There are certain inalienable rites of summer that begin with local produce, not the stuff that appears all year long shipped in from Chile or California: asparagus, lettuce, shad (I didn’t get to cook it this year), strawberries; later corn, tomatoes, blueberries, peaches, zucchini, eggplant. I made ratatouille last week. Next will come apples, winter squash. Then it will be time to make the mincemeat. The one thing that has been missing this summer is bluefish.
As I mentioned in “Fish Tales,” posted in early July, my source is no more. He moved to Florida and then disappeared completely. He was one of those avid fishermen who would go out on expensive charters but never let much of anything except huge pieces of prime rib and chicken wings pass his lips. He even ignored the carrots and celery that came with the wings. The vegetable was the potato that came with the beef. That meant more blues for me! And they came fileted. I struggled along last year, but this year – nothing. Until last weekend.
At last weekend’s Open Air Market and Festival at Wadsworth Mansion, another of the featured summer events, I ran into a neighbor who said he was supposed to go for tuna, but the swells were too high. This man is so dedicated, the license plate on his truck reads “Fluke1”!
I asked him if he ever fished for blues. Oh, yes, he was about to go out because he was planning to smoke some. I sighed over the year I borrowed my neighbor’s smoker and then made the Legal Seafoods recipe for Smoked Bluefish Pâté. I had my commitment.
Didn’t realize it would pay off so fast. When I arrived home last night and went into the fridge where I saw this large plastic baggie sitting on a folded sheet of newspaper. It looked familiar, but I was tired and distracted. This a.m., rushed and distracted. As I was leaving for the writing workshop this evening Larry said, “Oh, Kenny brought you some bluefish.” Yikes! This is not a fish that improves with age. I always remember “guests, fish, three days” but won’t quote the rest of it.

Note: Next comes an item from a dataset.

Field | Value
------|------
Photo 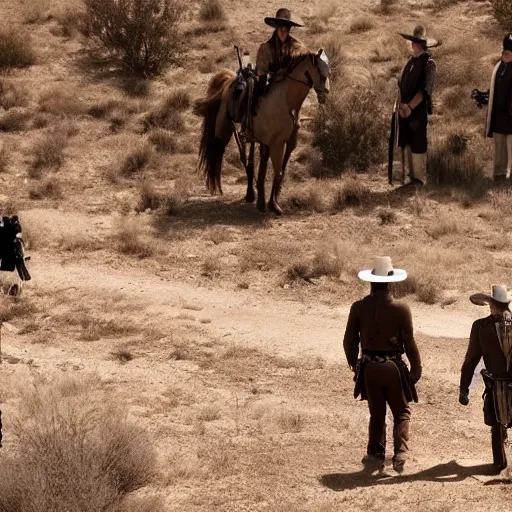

So I came home and pulled out two of the most enormous filets I’ve ever seen. I don’t know what they weighed – I’m guessing two pounds apiece. God only knows what the original fish looked like – I’m thinking we should be talking “Call me Ishmael.” And those babies have teeth that can wreak havoc like a mini-shark. I told Larry there was enough fish for him, me, and the family of four next door.
Those babies just fit into my 9 x 13 glass pan. I washed and toweled, and then added the marinade. Because it was last minute, I whisked together canola oil, rice wine vinegar, soy sauce, lots of ginger, and poured it over the filets. They are happily bathing over night in the fridge to be turned in the a.m. and baked tomorrow. Review to follow.